I recently wrote an epically long article about a new starting point for personal development over at my main blog, SamSpurlin.com. The core idea behind the article is that the traditional approach to personal development, identifying values first and then building actions around those values, is flawed. A better system is to ground your decisions about how you act in the experience and knowledge of how those activities make you feel. We know how doing things that align with what we believe in (ostensibly, our values) make us feel. On the flip side, we know that it feels crappy to do things that take us away from our long term goals and closest held beliefs. I propose that simply creating a list of activities/routines/habits that take you closer to the life you want to live and an accompanying list of activities/routines/habits that push you away from the life you want to live is a better starting point. Once robust lists have been made, you can actively make changes in the structure of your day to incorporate more of the good and less of the bad.
For this to work, you must develop the mindfulness to realize how certain activities and decisions make you feel. It may seem awkward at first, but you quickly begin to realize that your feelings and emotions are intimately tied to what you do throughout the day. What follows is a partial list of my good and bad activities that i identified over the course of a couple days. Use these to potentially jog your own memory and flesh out your own lists.
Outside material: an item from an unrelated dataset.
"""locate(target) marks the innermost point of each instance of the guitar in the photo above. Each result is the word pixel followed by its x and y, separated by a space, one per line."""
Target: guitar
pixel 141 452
The things that make me feel good:
- Working out
- Doing new things like hiking in a new location
- Tackling difficult projects that require me to stretch my mental abilities
- Doing “weird” things like minimalism to see what I’m capable of
- Eating a vegetarian lifestyle.
- Making sensible and healthy life choices.
- Making the people I care about realize how much I care about them.
- Helping people solve real problems.
- Leading a group of people successfully.
- Getting up early (6:30) and working on important projects.
- Not checking my email early in the morning.
- Not getting sucked into time sucks like Reddit and Facebook
Things I’ve learned don’t make me feel good:
- Being jealous about stupid things.
- Holding grudges.
- Being excessively lazy.
- Not having any control over a situation.
- Being in the middle of conflict I don’t understand.
- Feeling overwhelmed by information or circumstances.
- Feeling obliged to do something I don’t really want to do.
- Being late — for anything.
Based on this information, I have a couple examples of things I’ve done this week to add more of the first list to my life and less of the second. I’ve been playing around with a workout schedule that will work with all of my extracurricular commitments and classes and I think I’ve finally found one that is sustainable. I know that I’ll make it to the gym each day because I’ve figured out what time I can go and I’ve identified how good I feel afterward when I do go. Another example, I’ve been using the program SelfControl to block email and other online time sucks for large chunks of my day. In fact, as I write this right now at 7:30 a.m. I know that I can’t check email, Reddit, or Facebook until noon. I don’t have to use any willpower to get the action that I want and by default I’m being forced to do something (work on writing this article) that I know will make me feel good.
From the negative list, I identified being overwhelmed by information as something that makes me feel bad and pulls me away from the state of mind that I need to be in to be happy and productive. To that end, I’ve focused on building some systems to handle incoming information streams seamlessly. Now, I know that regardless of the piece of information that comes in, whether it’s an email with a request, an email with pertinent information, an article I want to read, a text message, or a thought about something I want to know more about, I have a system to take care of it until I’m ready to give it my full attention. I no longer feel like I’m drowning in a sea of information and that makes me feel much better about my current situation.
These are just examples of a couple days of being mindful about the activities that made me feel both good and bad. As I move forward with this technique, I need to make sure that I continue to add to and refine these lists with my current reality. I’ll discover new things that make me feel good as well as new things that make me feel crappy. It’s up to me to identify them and do what it takes to make them a larger or smaller part of my life.